In [None]:
import numpy as np
import pandas as pd
import json

In [None]:
df = pd.read_csv("sample_taxi.csv")
df

The latitude range of Shenzhen:
22°27'N ~ 22°52'N
The longitude range of Shenzhen:
113°46'E ~ 114°37'E

In [None]:
df_illegal_lon = df[(~df["lon"].between(73, 135)) | (~df["lat"].between(3, 50))]
df_illegal_lon

In [None]:
def time_to_sec(time_str):
    h, m, s = map(int, time_str.split(':'))
    return h * 3600 + m * 60 + s

In [None]:
df = df[df["lat"].between(3, 50) & df["lon"].between(73, 135)]
df.loc[:, 'total_seconds'] = df['time'].apply(time_to_sec)
df

In [None]:
df_with_passenger = df[df["is_passenger"] == 1]
df_without_passenger = df[df["is_passenger"] == 0]

In [None]:
# Sort DataFrame by 'total_seconds' column
df_sorted_with_passenger = df_with_passenger.sort_values('total_seconds')
df_sorted_without_passenger = df_without_passenger.sort_values('total_seconds')

In [None]:
# Group DataFrame by 'taxi_id' and convert to array of dictionaries
grouped_data_with_passenger = df_sorted_with_passenger.groupby('taxi_id').apply(lambda x: {
    'taxi_id': x['taxi_id'].iloc[0],
    'path': x[['lon', 'lat']].values.tolist(),
    'passenger': x['is_passenger'].iloc[0],
    'timestamps': x['total_seconds'].values.tolist()
}).values

grouped_data_without_passenger = df_sorted_without_passenger.groupby('taxi_id').apply(lambda x: {
    'taxi_id': x['taxi_id'].iloc[0],
    'path': x[['lon', 'lat']].values.tolist(),
    'passenger': x['is_passenger'].iloc[0],
    'timestamps': x['total_seconds'].values.tolist()
}).values

In [None]:
grouped_data = np.hstack((grouped_data_with_passenger, grouped_data_without_passenger))

In [None]:
class NpEncoder(json.JSONEncoder):
    def default(self, obj):
        if isinstance(obj, np.integer):
            return int(obj)
        if isinstance(obj, np.floating):
            return float(obj)
        if isinstance(obj, np.ndarray):
            return obj.tolist()
        if isinstance(obj, np.bool_):
            return bool(obj)
        return super(NpEncoder, self).default(obj)
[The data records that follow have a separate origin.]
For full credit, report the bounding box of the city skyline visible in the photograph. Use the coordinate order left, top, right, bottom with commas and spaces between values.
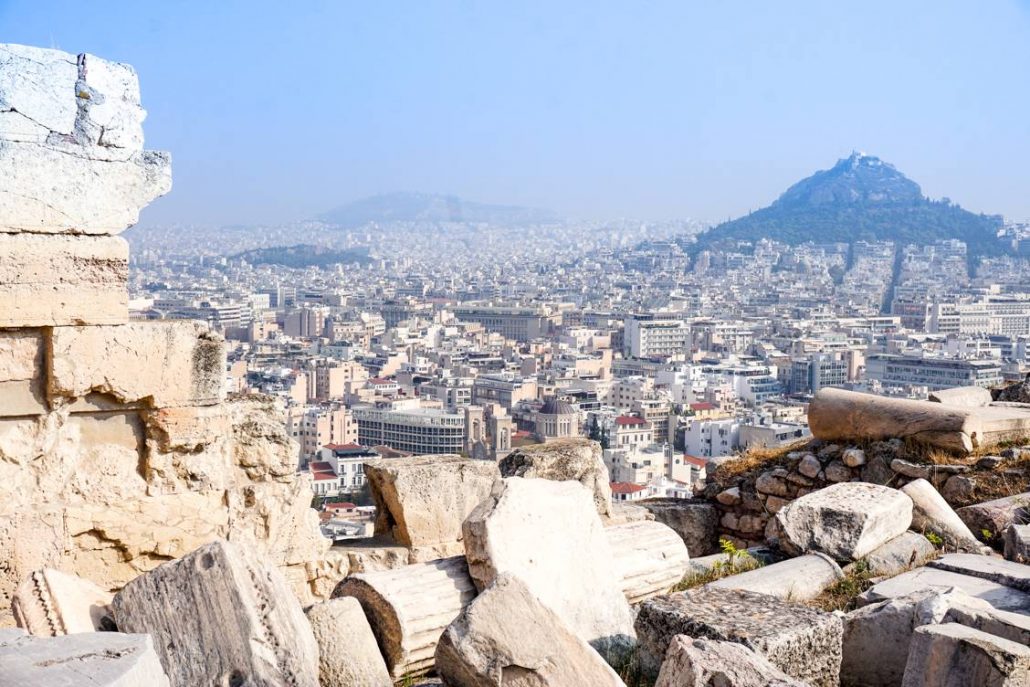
8, 1, 1030, 225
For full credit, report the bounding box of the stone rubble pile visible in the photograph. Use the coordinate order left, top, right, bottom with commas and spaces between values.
0, 40, 1030, 687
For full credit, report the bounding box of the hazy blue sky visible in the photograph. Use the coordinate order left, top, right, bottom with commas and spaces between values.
0, 0, 1030, 224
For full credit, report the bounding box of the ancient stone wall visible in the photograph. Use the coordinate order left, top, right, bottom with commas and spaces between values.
0, 45, 328, 625
703, 439, 1030, 547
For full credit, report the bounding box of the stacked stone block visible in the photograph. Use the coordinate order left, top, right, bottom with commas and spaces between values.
0, 45, 327, 625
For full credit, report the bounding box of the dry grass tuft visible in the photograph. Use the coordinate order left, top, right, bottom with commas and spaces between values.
673, 539, 763, 591
805, 560, 873, 613
715, 440, 811, 484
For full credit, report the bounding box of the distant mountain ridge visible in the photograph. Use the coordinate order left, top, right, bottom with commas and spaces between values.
694, 152, 1005, 257
231, 243, 372, 269
319, 193, 558, 228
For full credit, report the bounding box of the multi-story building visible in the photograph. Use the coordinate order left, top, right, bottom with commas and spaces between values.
453, 305, 561, 341
309, 443, 379, 496
865, 353, 1002, 390
682, 417, 743, 457
472, 372, 537, 410
622, 313, 690, 358
352, 407, 465, 455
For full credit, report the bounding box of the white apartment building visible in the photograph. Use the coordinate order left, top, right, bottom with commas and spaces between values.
865, 353, 1002, 390
352, 407, 465, 455
622, 314, 690, 358
683, 417, 744, 458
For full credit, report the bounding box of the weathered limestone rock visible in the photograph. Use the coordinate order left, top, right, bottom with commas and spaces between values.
991, 374, 1030, 403
464, 477, 633, 653
929, 386, 994, 408
47, 320, 226, 408
0, 46, 331, 625
605, 501, 654, 527
306, 596, 393, 687
859, 566, 1030, 613
901, 479, 985, 553
0, 330, 47, 417
0, 44, 172, 234
640, 499, 719, 556
655, 634, 808, 687
0, 233, 129, 327
776, 482, 912, 560
605, 520, 690, 604
436, 574, 624, 687
0, 397, 329, 624
809, 388, 1030, 452
11, 568, 114, 637
707, 553, 844, 602
797, 453, 823, 479
0, 632, 169, 687
333, 537, 410, 573
840, 589, 991, 687
637, 588, 843, 687
500, 439, 612, 516
956, 492, 1030, 537
142, 402, 234, 494
863, 531, 936, 576
365, 455, 499, 560
333, 556, 476, 679
112, 542, 318, 687
901, 623, 1030, 687
1003, 524, 1030, 565
927, 553, 1030, 593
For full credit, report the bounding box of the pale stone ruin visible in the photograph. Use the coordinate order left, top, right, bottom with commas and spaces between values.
0, 40, 328, 631
0, 40, 1030, 687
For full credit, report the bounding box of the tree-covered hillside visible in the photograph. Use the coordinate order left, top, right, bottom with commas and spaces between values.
695, 153, 1004, 256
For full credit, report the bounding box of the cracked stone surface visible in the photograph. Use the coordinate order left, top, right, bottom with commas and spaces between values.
637, 587, 844, 687
0, 632, 169, 687
112, 541, 318, 687
0, 44, 172, 234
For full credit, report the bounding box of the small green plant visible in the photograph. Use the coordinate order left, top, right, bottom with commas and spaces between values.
607, 645, 657, 687
808, 560, 873, 612
673, 538, 762, 591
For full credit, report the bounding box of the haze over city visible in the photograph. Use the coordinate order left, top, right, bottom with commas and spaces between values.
0, 0, 1030, 225
10, 0, 1030, 687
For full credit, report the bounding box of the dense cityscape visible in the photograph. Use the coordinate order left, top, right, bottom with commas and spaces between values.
128, 166, 1030, 521
6, 0, 1030, 687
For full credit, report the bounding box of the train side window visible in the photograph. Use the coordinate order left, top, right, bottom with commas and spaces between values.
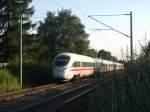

# Define the output file path
output_file = 'taxi_trips.json'

# Convert the grouped_data_serializable array to JSON format
json_data = json.dumps(grouped_data, cls=NpEncoder)

# Write the JSON data to the output file
with open(output_file, 'w') as file:
    file.write(json_data)

# Print a confirmation message
print(f"Data successfully written to '{output_file}'.")